人民班(町内会)や娘の通う学校に出向き、「あいつらは脱北者家族だ」と告げて、イジメや無視をするように仕向けるという。「政治的、思想的に問題がある、触らぬ神に祟りなし」との感情を煽ると同時に、「韓国に住む家族から送金を受け取って裕福な暮らしをしている」という妬みの感情を刺激しているのだろう。

保衛員は、脱北者家族を追い込んだ上で、韓国や海外に住む脱北者本人を「家族の身の安全のためにカネを送れ」と脅迫し、送金されてきたらそのほとんどを手中にするというやり方だ。脱北者は家族を人質に取られ、イジメと無視からなんとか救い出すために、必死にカネをかき集めてせっせと送るというわけだ。

このように、あえて平壌から追放せず執拗に嫌がらせをするのが、流行のやり口のようだ。

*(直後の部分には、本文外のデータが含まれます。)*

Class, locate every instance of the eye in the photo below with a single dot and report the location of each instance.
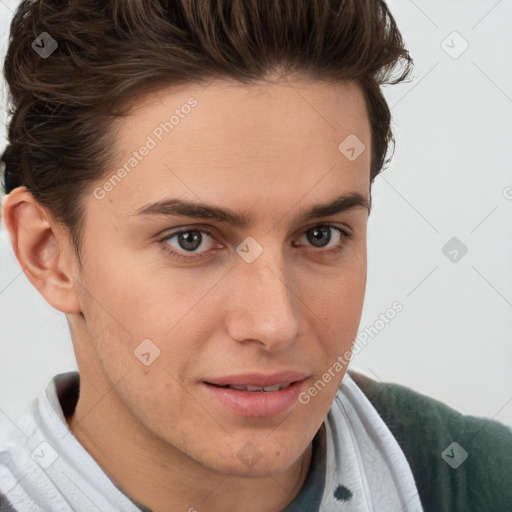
(321, 236)
(188, 241)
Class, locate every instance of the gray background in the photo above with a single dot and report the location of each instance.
(450, 177)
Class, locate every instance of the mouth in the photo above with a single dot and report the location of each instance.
(255, 395)
(265, 389)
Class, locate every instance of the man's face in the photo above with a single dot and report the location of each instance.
(281, 293)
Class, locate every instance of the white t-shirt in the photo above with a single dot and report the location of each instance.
(356, 466)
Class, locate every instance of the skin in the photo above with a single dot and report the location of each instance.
(268, 151)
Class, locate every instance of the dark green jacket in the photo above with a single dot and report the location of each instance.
(424, 428)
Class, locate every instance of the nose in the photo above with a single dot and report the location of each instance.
(262, 306)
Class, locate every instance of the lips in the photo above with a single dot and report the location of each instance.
(255, 381)
(255, 394)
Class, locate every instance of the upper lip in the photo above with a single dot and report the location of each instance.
(257, 379)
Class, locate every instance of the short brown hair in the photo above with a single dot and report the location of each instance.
(112, 51)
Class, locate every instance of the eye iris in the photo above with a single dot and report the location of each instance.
(190, 240)
(317, 235)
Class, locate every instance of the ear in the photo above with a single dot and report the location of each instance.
(43, 249)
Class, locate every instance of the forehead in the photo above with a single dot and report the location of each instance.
(231, 143)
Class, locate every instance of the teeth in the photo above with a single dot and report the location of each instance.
(277, 387)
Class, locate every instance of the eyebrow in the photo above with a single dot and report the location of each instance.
(183, 208)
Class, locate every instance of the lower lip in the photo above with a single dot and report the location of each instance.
(256, 403)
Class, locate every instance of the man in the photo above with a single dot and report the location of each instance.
(190, 183)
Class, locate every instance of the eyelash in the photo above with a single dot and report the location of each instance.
(345, 235)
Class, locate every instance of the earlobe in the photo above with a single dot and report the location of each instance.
(43, 250)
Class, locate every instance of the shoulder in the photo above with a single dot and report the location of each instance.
(459, 462)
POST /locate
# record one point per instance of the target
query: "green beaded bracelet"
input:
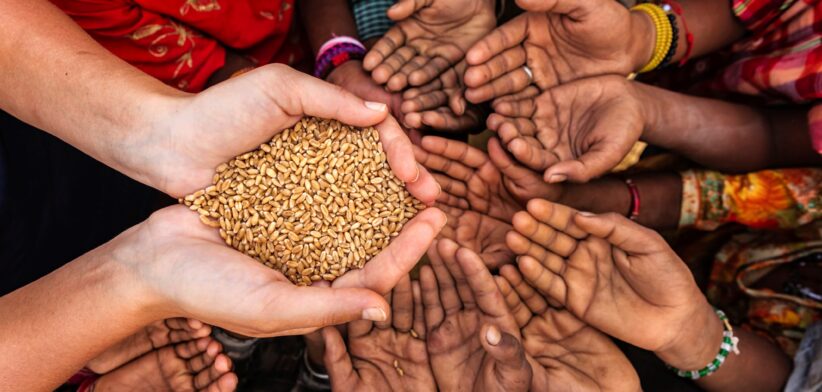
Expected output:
(729, 344)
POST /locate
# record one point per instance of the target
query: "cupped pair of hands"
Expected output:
(181, 268)
(574, 116)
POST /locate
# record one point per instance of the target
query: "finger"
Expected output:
(402, 305)
(433, 68)
(523, 245)
(383, 271)
(419, 316)
(425, 188)
(202, 361)
(521, 313)
(399, 80)
(337, 361)
(221, 366)
(444, 119)
(508, 167)
(448, 251)
(598, 160)
(392, 64)
(227, 383)
(448, 295)
(542, 279)
(558, 216)
(432, 307)
(521, 108)
(424, 101)
(573, 8)
(510, 83)
(429, 156)
(510, 366)
(314, 97)
(621, 232)
(497, 66)
(192, 348)
(533, 300)
(456, 151)
(482, 284)
(541, 235)
(450, 187)
(405, 8)
(504, 37)
(528, 93)
(393, 39)
(398, 151)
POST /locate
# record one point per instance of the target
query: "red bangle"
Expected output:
(689, 38)
(633, 214)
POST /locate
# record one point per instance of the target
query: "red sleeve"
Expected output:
(815, 122)
(159, 46)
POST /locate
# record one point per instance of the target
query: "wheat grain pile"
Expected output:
(315, 202)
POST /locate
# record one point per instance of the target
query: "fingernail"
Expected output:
(375, 106)
(555, 178)
(417, 174)
(493, 336)
(374, 314)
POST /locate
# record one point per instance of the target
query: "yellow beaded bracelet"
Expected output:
(664, 34)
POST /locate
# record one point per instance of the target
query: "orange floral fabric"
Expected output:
(767, 199)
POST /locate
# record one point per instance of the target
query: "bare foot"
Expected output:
(196, 365)
(156, 335)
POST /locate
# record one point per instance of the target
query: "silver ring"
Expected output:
(528, 72)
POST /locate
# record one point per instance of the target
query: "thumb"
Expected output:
(573, 8)
(317, 307)
(512, 371)
(405, 8)
(315, 97)
(337, 361)
(620, 232)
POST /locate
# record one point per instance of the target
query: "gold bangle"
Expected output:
(664, 34)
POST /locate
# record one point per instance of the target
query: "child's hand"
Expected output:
(429, 37)
(560, 41)
(478, 232)
(577, 131)
(565, 350)
(467, 177)
(461, 300)
(373, 349)
(441, 105)
(613, 274)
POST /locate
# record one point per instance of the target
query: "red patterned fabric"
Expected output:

咸鏡北道(ハムギョンブクト)の情報筋も、保衛員が同じようなユスリをしていると伝えた。

清津(チョンジン)市の松坪(ソンピョン)区域の保衛員は、2ヶ月毎に脱北者家族を中朝国境沿いにいる電話ブローカーの元へ連れていき、韓国にいる家族に電話をかけさせ「カネを送れ」と言わせる周到さだ。

あまりの苛斂誅求(かれんちゅうきゅう)ぶりに、脱北者家族からは「いっそ山奥に追放された方がマシだ」という声が上がり、韓国に住む家族に「自分が死ぬことになってもいいからカネは送ってくれるな」と伝える人もいるという。

しかし保衛員としても、あまりやりすぎると金づるに逃げられてしまうことになりかねない。韓国や海外に住む脱北者が多額の費用を払って、家族を脱北させる事例が後を絶たないからだ。